Since the number of gradations is processed by an 8-bit digital signal, it is 256 gradations.
In this image forming apparatus, in order to make the gradation characteristic of the fourth quadrant linear, the printer characteristic of the third quadrant is corrected by the LUT 25 of the fourth quadrant. The LUT 25 is generated based on the calculation result described later.

  After density conversion in the LUT 25, the pulse width modulation (PWM) circuit 26 converts the signal into a signal corresponding to the dot width and sends it to a laser driver 27 that controls ON / OFF of the laser.
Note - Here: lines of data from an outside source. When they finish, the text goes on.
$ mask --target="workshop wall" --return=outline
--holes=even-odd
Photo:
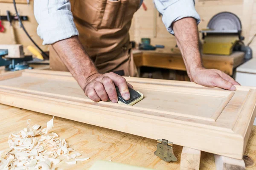
[[[20,15],[26,15],[29,17],[29,21],[24,21],[23,23],[29,35],[43,50],[47,51],[48,46],[42,45],[43,41],[36,32],[38,23],[34,16],[34,1],[32,0],[29,0],[29,4],[27,4],[26,0],[16,0],[18,11]],[[8,2],[9,3],[7,3]],[[12,2],[12,0],[0,0],[1,15],[6,15],[6,10],[10,11],[12,15],[15,15],[15,11]],[[35,45],[26,35],[22,28],[19,26],[18,22],[12,22],[13,31],[12,31],[12,28],[8,21],[2,21],[2,23],[5,28],[5,30],[4,32],[0,32],[0,44],[22,44],[23,45],[25,54],[29,54],[26,47],[29,45],[33,46]]]
[[[148,10],[145,11],[141,7],[135,14],[130,31],[131,39],[138,42],[141,38],[149,37],[152,45],[166,46],[164,50],[158,51],[178,51],[178,48],[175,47],[175,37],[166,31],[152,0],[144,0],[144,3]],[[195,6],[201,19],[198,26],[199,30],[206,28],[209,21],[215,14],[229,11],[240,19],[246,44],[256,34],[256,0],[196,0]],[[256,38],[250,46],[253,51],[253,57],[256,57]]]

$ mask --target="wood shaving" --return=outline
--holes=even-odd
[[[70,161],[68,162],[66,162],[68,164],[76,164],[76,161]]]
[[[10,150],[0,150],[0,170],[54,170],[52,165],[59,164],[66,158],[69,164],[76,164],[90,158],[77,158],[81,155],[69,147],[65,139],[58,138],[56,133],[49,132],[53,126],[53,119],[43,128],[38,125],[30,127],[30,119],[27,121],[27,128],[17,134],[12,133],[8,137]]]
[[[90,159],[89,157],[84,158],[76,158],[75,159],[75,161],[86,161]]]

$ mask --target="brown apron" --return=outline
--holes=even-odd
[[[140,2],[70,0],[79,40],[100,73],[117,72],[122,75],[122,72],[126,76],[138,76],[129,29]]]

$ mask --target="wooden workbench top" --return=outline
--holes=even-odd
[[[74,114],[75,113],[70,113]],[[0,104],[0,150],[9,148],[7,139],[11,133],[16,133],[31,124],[45,126],[51,116]],[[175,145],[175,153],[178,161],[167,163],[154,154],[157,142],[138,136],[125,133],[84,123],[56,117],[52,131],[61,138],[65,138],[75,150],[82,151],[83,157],[90,159],[69,165],[61,162],[58,167],[61,169],[88,169],[96,161],[103,160],[156,170],[180,169],[182,147]],[[253,127],[245,154],[251,160],[256,160],[256,127]],[[254,165],[254,162],[251,162]],[[248,170],[255,169],[251,166]],[[202,152],[200,169],[215,170],[213,155]]]
[[[156,51],[133,50],[134,60],[137,67],[147,66],[186,71],[180,53]],[[244,61],[244,53],[236,51],[230,56],[202,54],[204,65],[207,68],[220,70],[232,75],[233,70]]]

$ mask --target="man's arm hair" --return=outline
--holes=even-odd
[[[86,80],[98,73],[94,64],[78,40],[77,36],[52,44],[61,59],[84,89]]]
In the present embodiment, a gradation reproduction method using pulse width modulation processing is used for all colors M, C, Y, and K.
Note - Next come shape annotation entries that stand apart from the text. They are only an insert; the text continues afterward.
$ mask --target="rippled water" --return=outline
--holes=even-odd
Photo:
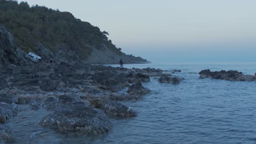
[[[117,65],[113,65],[117,66]],[[79,136],[44,129],[37,124],[48,112],[26,111],[10,122],[20,143],[256,143],[256,82],[199,79],[198,73],[237,70],[256,72],[256,64],[143,64],[128,68],[155,67],[181,69],[180,84],[160,83],[152,77],[143,83],[152,93],[142,100],[125,102],[138,112],[131,119],[111,118],[113,129],[108,134]],[[27,116],[27,115],[30,116]],[[21,119],[21,118],[23,118]],[[30,117],[38,117],[33,122]],[[22,121],[21,124],[18,124]]]

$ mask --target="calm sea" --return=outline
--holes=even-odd
[[[159,77],[152,77],[150,82],[143,84],[152,90],[151,93],[144,95],[143,100],[123,102],[137,111],[138,116],[125,119],[110,118],[113,129],[109,134],[88,136],[60,134],[42,128],[37,130],[34,127],[37,127],[35,126],[37,122],[34,121],[33,129],[24,131],[27,136],[22,131],[20,135],[15,134],[20,137],[21,143],[256,143],[256,81],[198,79],[198,73],[205,69],[236,70],[254,75],[256,63],[152,63],[124,66],[180,69],[182,72],[174,75],[185,80],[174,85],[160,83]],[[20,117],[27,115],[22,112]],[[18,123],[16,125],[21,127]]]

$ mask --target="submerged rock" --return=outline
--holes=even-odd
[[[42,81],[40,88],[45,92],[53,91],[56,89],[56,86],[50,79],[46,79]]]
[[[43,117],[40,124],[63,132],[93,135],[107,133],[112,129],[111,123],[103,115],[82,102],[59,107],[53,114]]]
[[[14,141],[13,131],[8,125],[0,124],[0,143],[9,143]]]
[[[141,83],[136,83],[129,86],[127,92],[130,94],[145,94],[150,92],[150,90],[144,87]]]
[[[123,101],[142,99],[142,97],[138,94],[121,94],[113,93],[109,95],[109,98],[113,100]]]
[[[256,75],[243,75],[236,70],[221,70],[211,71],[209,69],[203,70],[199,73],[199,79],[211,77],[215,79],[229,81],[252,81],[256,80]]]
[[[184,80],[183,78],[178,77],[169,77],[165,75],[162,75],[158,81],[161,83],[172,83],[172,84],[179,84],[180,81]]]
[[[14,104],[8,104],[5,103],[0,103],[0,123],[5,123],[10,117],[16,116],[17,107]]]
[[[2,77],[0,77],[0,90],[9,87],[7,81]]]
[[[135,74],[130,73],[126,75],[126,77],[129,83],[149,82],[150,81],[150,79],[148,75],[144,75],[141,73],[136,73]]]
[[[106,98],[92,98],[90,103],[96,108],[104,110],[106,113],[112,116],[124,118],[137,115],[136,112],[129,107]]]

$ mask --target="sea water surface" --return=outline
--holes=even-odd
[[[112,65],[119,67],[118,65]],[[198,73],[236,70],[256,73],[256,63],[150,63],[124,65],[126,68],[180,69],[178,85],[160,83],[159,77],[143,83],[150,94],[138,101],[123,102],[138,112],[129,119],[109,118],[113,129],[108,134],[79,136],[40,127],[49,113],[26,112],[10,120],[18,143],[255,143],[256,81],[199,79]],[[170,72],[167,72],[170,73]],[[38,117],[31,122],[29,117]],[[20,123],[20,118],[24,121]],[[15,119],[16,118],[16,119]]]

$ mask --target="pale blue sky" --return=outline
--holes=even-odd
[[[255,0],[26,1],[69,11],[149,61],[256,62]]]

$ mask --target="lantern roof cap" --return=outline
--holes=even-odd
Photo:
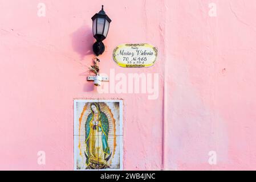
[[[102,5],[101,10],[98,13],[95,14],[94,16],[92,17],[92,20],[94,20],[96,18],[105,18],[108,22],[111,22],[111,19],[106,14],[105,12],[104,11],[104,6]]]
  Then, a latent image having a predetermined gradation characteristic is formed on the photosensitive drum 4 due to the change of the dot area by scanning with the laser 110, and the gradation image is reproduced through the process of development, transfer, and fixing. . Here, the image adjustment means of the image forming apparatus used in this embodiment will be described in detail.

  The image forming apparatus used in this embodiment has a first control system and a second control system as image adjustment means.

(First control system)
First, a first control system related to stabilization of image reproduction characteristics of a system including both the reader unit A and the printer unit B will be described. FIG. 7 is a flowchart for calibrating the printer unit B using the reader unit A. This flow is realized by the CPU 214 that controls the reader unit A and the CPU 28 that controls the printer unit B.

  This control is started by pressing a mode setting button called automatic gradation correction provided on the operation unit 217. 8 to 10 show display transition diagrams of the display. In the present embodiment, the display 218 includes a liquid crystal operation panel (touch panel display) with a push sensor as shown in FIGS.

  Returning to FIG. 7, first, in step S51, the print start button 81 of the test print 1 is displayed on the display 218 (FIG. 8A). By pressing it, the test print 1 shown in FIG. Are printed out by the printer unit B.

  At this time, the CPU 214 determines whether or not there is a sheet for forming the test print 1, and if there is no sheet, a warning display as shown in FIG. When the test print 1 is formed, the contrast potential (which will be described in detail later) is registered in the standard state corresponding to the environment as an initial value and used.

  The image forming apparatus used in this embodiment includes a plurality of paper cassettes, and a plurality of types of paper sizes such as B4, A3, A4, and B5 can be selected.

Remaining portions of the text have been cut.